ICU physicians can register as intensivists (for those working in general ICUs), or, alternatively, remain registered under their primary specialty of anesthesiology, internal medicine, general surgery or emergency medicine (for those working in specialized ICUs) [7].

In mainland China, most nursing education programs employ only a 3-year curriculum after senior high school. Although colleague education programs have become more and more popular, there is still a significant demand for professional education for nurses. In 2003, the Beijing Nursing Association started to implement a critical care nurse certification program, with around 150 trainees every year. The program is composed of 1 month of lectures and 1 month of clinical practice, followed by examination of knowledge and skills. Trainees are also required to finish a review before certificates are issued. In 2007, the China Nursing Association followed the same model in order to meet the need in other cities in mainland China.

Respiratory therapists are present in only a few ICUs. Sichuan University set up the first program of respiratory therapy in a medical school in mainland China in 2002 [24].
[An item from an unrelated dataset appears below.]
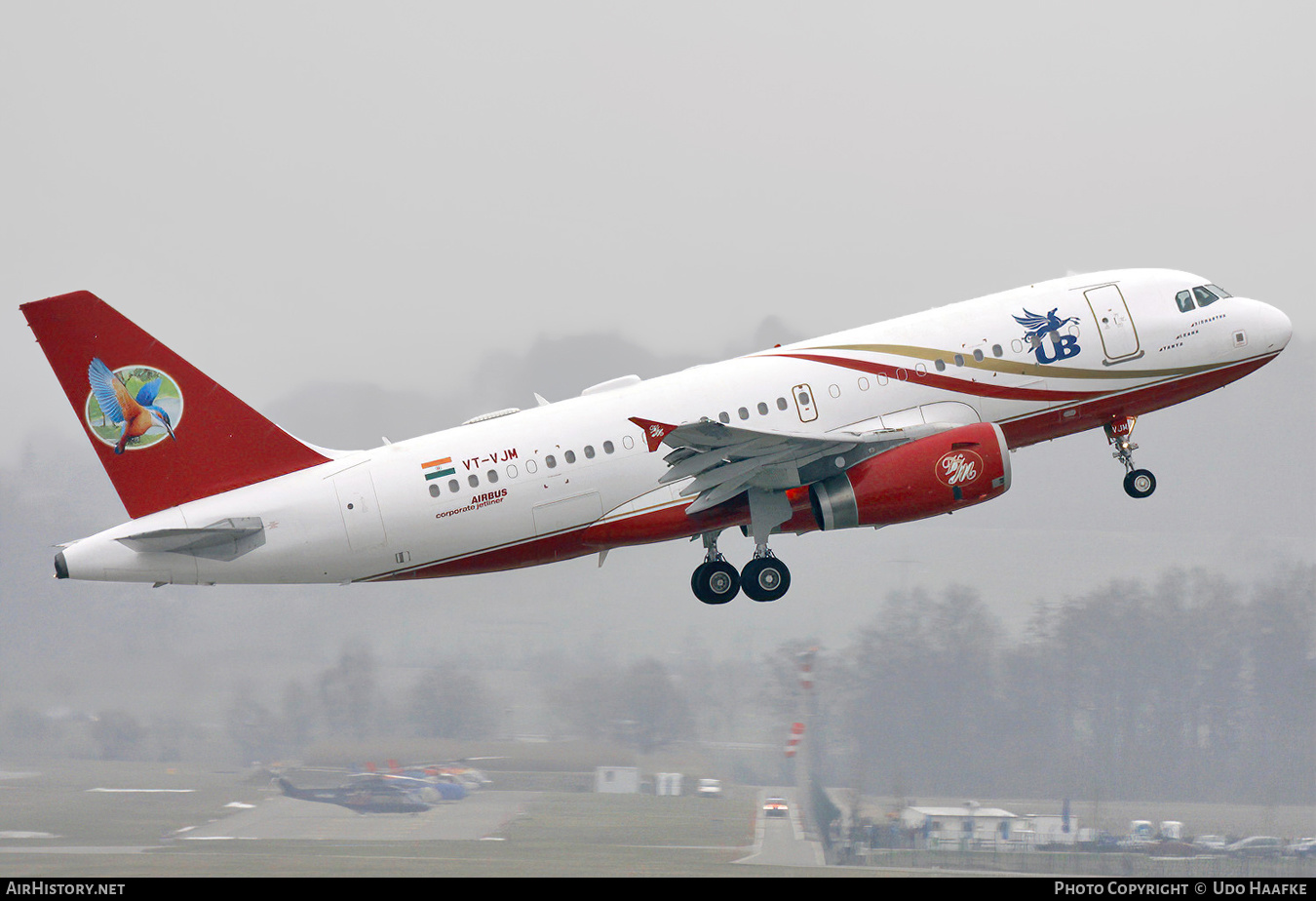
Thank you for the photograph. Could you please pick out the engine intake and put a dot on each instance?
(923, 479)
Future development of critical care medicine in mainland China

The lack of a national accredited critical care training program is believed to be a major obstacle for improving professional education in China. Although access to state-of-the-art advances might be available during national and international conferences, basic knowledge and skills are inadequately, and sometimes incorrectly, taught in many hospitals. For the past 5 years, the CSCCM has dedicated itself to promoting professional education with regard to basic knowledge and skills in critical care medicine. The CSCCM successfully organizes a Fundamental Critical Care Support course, a Funda mental Disaster Management course, and a Multi-professional Critical Care Review Course, with support from the SCCM. In 2007, the CSCCM endorsed the Basic Assessment and Support Intensive Care course, and promoted the course in mainland China. Nine provider courses have been organized until November 2009, with more than 220 participants. However, an advanced training program is still under development, and the number of trainees is very limited compared with the large number of intensivists in mainland China. More over, a national board exam for critical care medicine is not yet available, which suggests that we do not have a minimum national standard for intensivists.
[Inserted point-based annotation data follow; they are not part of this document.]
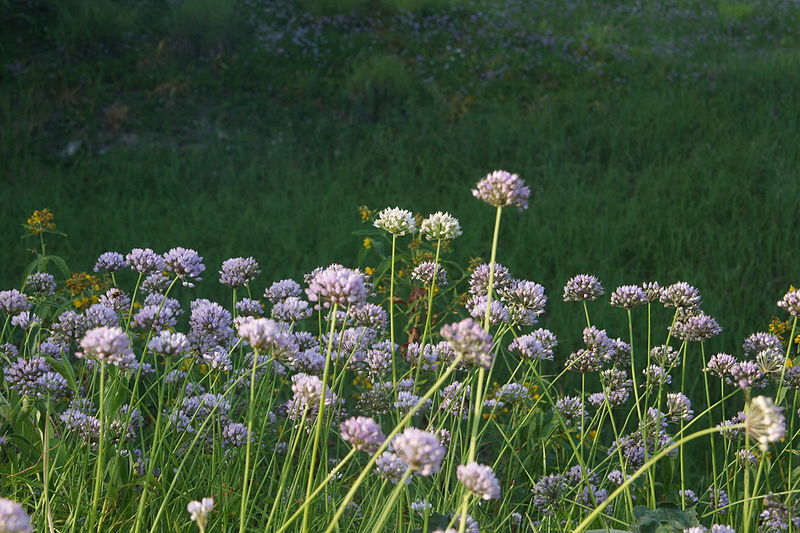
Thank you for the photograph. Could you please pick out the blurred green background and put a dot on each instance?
(660, 139)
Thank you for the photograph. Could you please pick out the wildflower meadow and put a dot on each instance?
(420, 395)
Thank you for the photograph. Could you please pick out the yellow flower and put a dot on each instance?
(40, 221)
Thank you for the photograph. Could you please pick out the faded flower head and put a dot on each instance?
(502, 189)
(420, 450)
(185, 264)
(13, 518)
(582, 287)
(479, 479)
(764, 421)
(440, 226)
(396, 221)
(238, 271)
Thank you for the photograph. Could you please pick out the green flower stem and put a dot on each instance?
(368, 468)
(644, 468)
(320, 416)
Critical care research in mainland China is in its infancy. Most study results are published in national medical journals in the Chinese language, while very few investigators succeed in publishing their studies in peer-reviewed international medical journals. Possible reasons might include: inadequate training and experience in clinical research; inadequate staffing dedicated to research; inadequate funding for critical care research; and inadequate language proficiency.

However, Chinese intensivists have become more actively involved in international multicenter studies during recent years. For example, a total of 1,135 patients in 57 ICUs in mainland China were enrolled in an observational study, accounting for 21% of patients and 14% of ICUs (S Finfer, unpublished data). This suggests a great potential for future improvement in clinical research in mainland China.

Considering the above limitations and potential improvement, we do believe that Chinese intensivists may benefit from academic exchange with the international medical community with regard to the following: development of a series of training programs fulfilling international standards; development of a national board exam for critical care medicine; and conduction of multi-center trials compatible with good clinical practice.


Overall, critical care medicine in mainland China is still in a phase of development. After years of dedicated hard work, critical care medicine has been recognized as a specialty by the government and other specialties. However, due to scarce resources and limited experience, critical care training and clinical research are still underdeveloped, which also represents a great potential for future improvement.